Before one pair of spies quitted Vancouver another arrived. On the 28th of August appeared, unannounced, at the headquarters of the fur company, Lieutenant Henry Warre of the 54th, and Lieutenant Vavasour of the royal engineers, who had left England April 5th, and crossed the continent by way of Red River, Fort Pitt, and Fort Colville. They spent their time in apparent half idleness at Vancouver, surveying a little about the mouth of the Columbia, but in reality gathering information relative to the position of affairs between the British subjects and American citizens in Oregon. That which they learned was not at all satisfactory, as it afterward appeared; and their report, though doubtless tending, like that of Peel, to influence the English government in resigning its pretensions to the territory south of the 49th parallel, was damaging in its accusations against McLoughlin, as a British subject, if not as the head of the corporation he represented in Oregon.
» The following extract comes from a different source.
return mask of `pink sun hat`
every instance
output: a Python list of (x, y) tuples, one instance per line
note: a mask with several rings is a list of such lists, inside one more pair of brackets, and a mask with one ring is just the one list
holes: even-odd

It was charged, mainly, that the policy pursued by the Hudson's Bay Company at the different posts in the Oregon Territory had tended to the introduction of American settlers into the country until they outnumbered the British.[2] And to prove this position, they instanced the assistance rendered the different immigrations, one of which was arriving while they were at Vancouver. They had, it was said, sold

  1. Roberts describes Peel as a 'fine young fellow well bronzed, rather taller, but reminding me of young Dana, geologist of the U. S. exploring expedition. Peel died in India, in command of the Shannon.' Park, he says, was a 'well-knit man, capable of unlimited service, who probably had charge of Peel.' Neither was an officer of the America. Recollections, MS., 5.
  2. McLoughlin, in answer to this particular charge, says that ever since 1826, when Smith, Sublette, and Jackson led their trapping parties west of the Rocky Mountains, the Americans had outnumbered the British in Oregon. This would have been a point on the side of the American plenipotentiary had he known it.